Philippe Becker :Il y a deux problèmes différents qui ont des interactions : le surnombre d’officines insuffisamment rentables et donc viables, la problématique des jeunes diplômés qui n’ont pas assez d’apport pour acheter des pharmacies moyennes ou grosses. Ce phénomène va s’accentuer si l’objectif de la profession et des pouvoirs publics est d’aller vers un schéma où les pharmacies sont de plus en plus importantes en termes de chiffre d’affaires. Actuellement, deux officines qui réalisent chacune 800 000 € TTC se négocient en Ile-de-France à un coefficient 0,45 ; si on les regroupe avec un objectif de 1,6 M€ et que l’on revend, le coefficient passe à 0,90. Cherchez l’erreur… La réorganisation du réseau doit donc intégrer le remplacement des générations de pharmaciens qui vont partir en retraite en ménageant une vraie place aux nouveaux diplômés afin qu’ils accèdent au métier de titulaire dans des conditions économiques décentes.

P.M. :Parmi les modèles proposés, lesquels, selon vous, sont le plus à même de faciliter l’entrée dans le capital des jeunes diplômés ?

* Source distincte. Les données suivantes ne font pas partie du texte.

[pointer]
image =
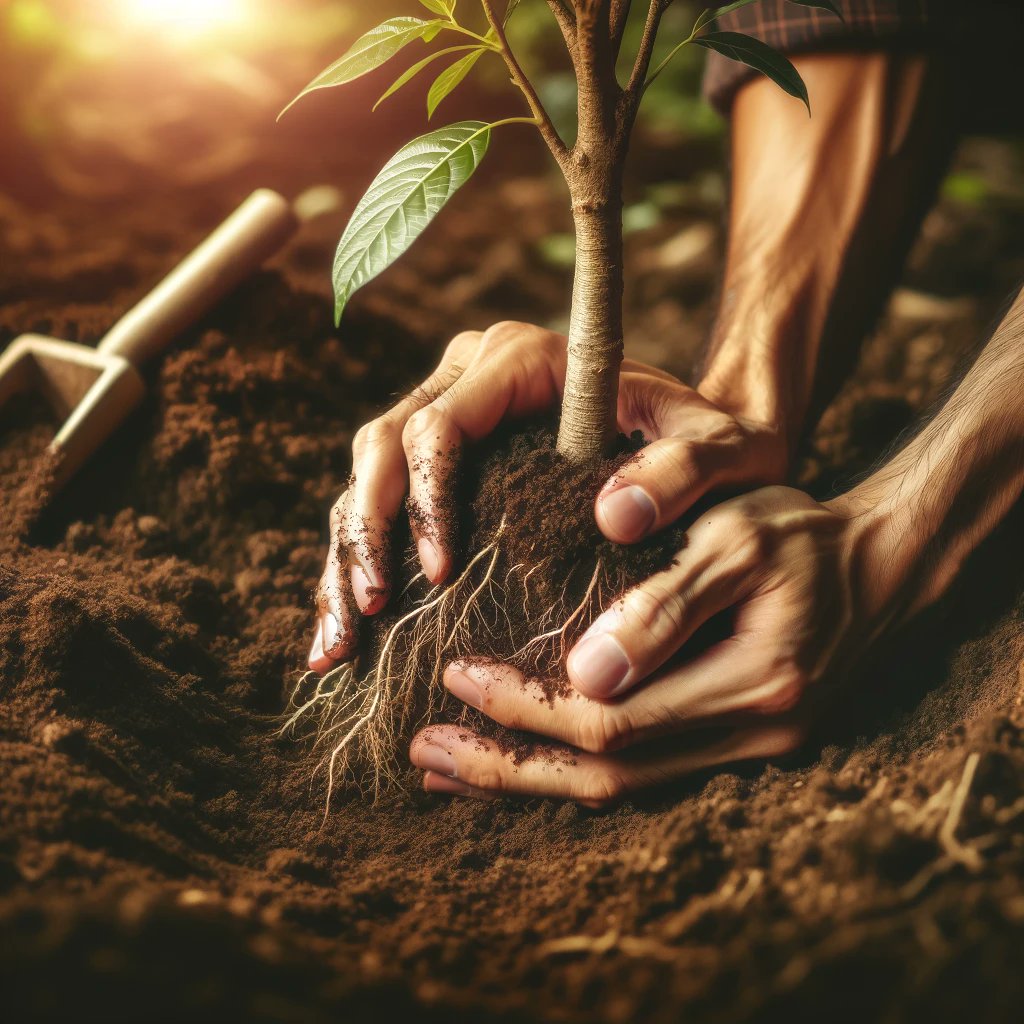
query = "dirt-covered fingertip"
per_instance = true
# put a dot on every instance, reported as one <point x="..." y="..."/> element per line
<point x="625" y="512"/>
<point x="317" y="660"/>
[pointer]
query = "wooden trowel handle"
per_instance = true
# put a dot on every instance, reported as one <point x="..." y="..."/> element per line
<point x="250" y="236"/>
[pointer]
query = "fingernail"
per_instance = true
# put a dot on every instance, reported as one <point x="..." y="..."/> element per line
<point x="331" y="637"/>
<point x="629" y="512"/>
<point x="429" y="558"/>
<point x="598" y="666"/>
<point x="433" y="782"/>
<point x="464" y="688"/>
<point x="365" y="591"/>
<point x="433" y="758"/>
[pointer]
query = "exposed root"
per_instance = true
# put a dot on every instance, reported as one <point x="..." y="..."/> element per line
<point x="539" y="572"/>
<point x="359" y="720"/>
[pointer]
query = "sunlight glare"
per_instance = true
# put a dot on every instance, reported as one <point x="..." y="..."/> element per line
<point x="185" y="16"/>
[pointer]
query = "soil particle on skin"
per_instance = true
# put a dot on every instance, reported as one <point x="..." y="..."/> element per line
<point x="163" y="851"/>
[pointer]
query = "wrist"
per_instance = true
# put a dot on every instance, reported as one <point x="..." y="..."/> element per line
<point x="753" y="392"/>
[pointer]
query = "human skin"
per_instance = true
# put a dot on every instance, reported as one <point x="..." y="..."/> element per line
<point x="801" y="265"/>
<point x="811" y="588"/>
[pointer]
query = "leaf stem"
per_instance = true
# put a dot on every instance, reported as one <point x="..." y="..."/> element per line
<point x="541" y="118"/>
<point x="482" y="40"/>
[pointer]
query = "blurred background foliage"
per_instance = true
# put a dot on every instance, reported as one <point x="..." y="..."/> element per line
<point x="95" y="97"/>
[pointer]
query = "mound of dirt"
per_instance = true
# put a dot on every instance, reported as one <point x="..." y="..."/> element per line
<point x="163" y="852"/>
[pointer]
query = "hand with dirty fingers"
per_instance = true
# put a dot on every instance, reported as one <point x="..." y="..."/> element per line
<point x="810" y="589"/>
<point x="513" y="371"/>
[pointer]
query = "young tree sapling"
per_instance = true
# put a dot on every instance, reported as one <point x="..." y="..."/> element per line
<point x="417" y="182"/>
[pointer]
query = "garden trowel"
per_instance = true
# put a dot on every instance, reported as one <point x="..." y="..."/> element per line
<point x="95" y="388"/>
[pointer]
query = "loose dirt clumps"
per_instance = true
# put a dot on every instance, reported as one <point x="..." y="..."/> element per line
<point x="534" y="572"/>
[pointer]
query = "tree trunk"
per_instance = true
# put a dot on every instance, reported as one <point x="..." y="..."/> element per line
<point x="595" y="348"/>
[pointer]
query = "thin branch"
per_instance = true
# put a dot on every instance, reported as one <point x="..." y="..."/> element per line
<point x="636" y="84"/>
<point x="547" y="129"/>
<point x="616" y="17"/>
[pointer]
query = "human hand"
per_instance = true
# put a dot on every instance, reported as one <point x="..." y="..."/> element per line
<point x="510" y="371"/>
<point x="808" y="590"/>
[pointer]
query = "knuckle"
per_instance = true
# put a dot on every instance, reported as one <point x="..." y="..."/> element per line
<point x="655" y="610"/>
<point x="782" y="693"/>
<point x="337" y="516"/>
<point x="421" y="425"/>
<point x="484" y="777"/>
<point x="752" y="546"/>
<point x="502" y="333"/>
<point x="462" y="345"/>
<point x="372" y="435"/>
<point x="602" y="786"/>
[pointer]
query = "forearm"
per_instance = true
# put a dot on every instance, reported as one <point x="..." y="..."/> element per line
<point x="822" y="211"/>
<point x="920" y="516"/>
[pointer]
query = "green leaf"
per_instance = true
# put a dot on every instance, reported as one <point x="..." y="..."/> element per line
<point x="820" y="4"/>
<point x="407" y="195"/>
<point x="761" y="57"/>
<point x="411" y="73"/>
<point x="370" y="51"/>
<point x="450" y="78"/>
<point x="445" y="7"/>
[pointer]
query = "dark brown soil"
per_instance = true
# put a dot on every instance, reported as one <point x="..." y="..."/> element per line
<point x="164" y="856"/>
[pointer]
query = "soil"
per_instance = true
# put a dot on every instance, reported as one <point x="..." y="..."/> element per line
<point x="163" y="853"/>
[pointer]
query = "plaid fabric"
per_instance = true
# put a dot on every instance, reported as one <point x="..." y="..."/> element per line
<point x="866" y="25"/>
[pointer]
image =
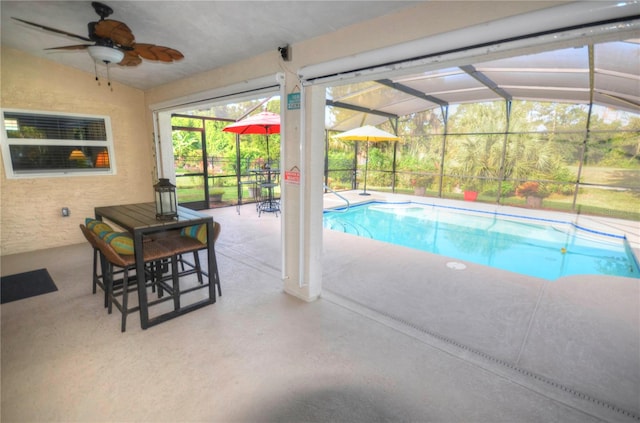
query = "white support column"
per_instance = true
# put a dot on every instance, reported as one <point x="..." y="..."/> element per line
<point x="302" y="223"/>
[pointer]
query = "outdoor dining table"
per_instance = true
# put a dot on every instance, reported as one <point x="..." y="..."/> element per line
<point x="140" y="220"/>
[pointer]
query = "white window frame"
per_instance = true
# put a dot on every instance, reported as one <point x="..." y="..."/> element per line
<point x="48" y="173"/>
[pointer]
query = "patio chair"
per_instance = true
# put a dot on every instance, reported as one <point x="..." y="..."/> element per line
<point x="180" y="245"/>
<point x="115" y="263"/>
<point x="97" y="279"/>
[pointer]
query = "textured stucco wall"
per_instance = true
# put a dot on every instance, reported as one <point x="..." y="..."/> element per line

P.B. :Il n’y a pas d’emblée de bon ou mauvais modèle ni même de modèle idéal. Chacun des modèles pour fonctionner doit, à mon avis, respecter quelques principes de base que l’on oublie souvent dans certains discours « juridico-philosophiques » qui semblent issus de l’époque des Lumières ! Les structures juridiques, quelle que soit leur forme, doivent d’abord être bâties pour supporter un projet économique viable. C’est par exemple une pure utopie de penser que ces structures pourront subventionner les petites officines non rentables qui feraient partie de leur périmètre. Les structures ne fonctionneront correctement qu’à la condition d’être dirigées par un pharmacien ou encore un noyau de pharmaciens « leader » qui contrôle une majorité stable du capital. Il faut un patron, et un vrai patron sinon les pharmaciens vont recréer le kolkhoze ! Les textes devront s’appliquer à organiser une gouvernance crédible et durable. Dans le cas contraire, les pharmaciens associés vont passer 90 % de leur temps et de leur énergie à des manoeuvres politiques. Enfin, ces structures devront permettre la sortie harmonieuse des associés et leur remplacement par de nouveaux pharmaciens avec un ticket d’entrée acceptable. Si ces conditions sont réunies, on peut imaginer que l’entrée des jeunes sera facilitée, d’autant qu’ils souhaitent majoritairement travailler dans de grandes officines afin d’avoir un métier plus varié et une meilleure qualité de vie.

P.M. :La première et la meilleure des solutions n’est-elle pas que les prix des officines baissent ?

P.B. :Aujourd’hui, une majorité d’officinaux fait mine de ne pas voir la réalité : les conditions économiques se sont réellement dégradées depuis quelques mois et les perspectives ne sont pas bonnes. Et, malgré cela, chacun voudrait vendre sa pharmacie comme il y a trois ans… Ce n’est pas sérieux ! La résultante de tout cela est le prix de vente. Le propos n’est pas de dire que les pharmacies ne valent plus rien mais de dire que le prix doit impérativement intégrer les nouvelles conditions économiques. Actuellement, si les prix baissaient de 10 à 15 %, il n’y aurait pas de problèmes pour l’installation de jeunes diplômés. On constate malheureusement que certains montages juridiques proposés n’ont pour seul objectif que de maintenir artificiellement des prix de vente élevés.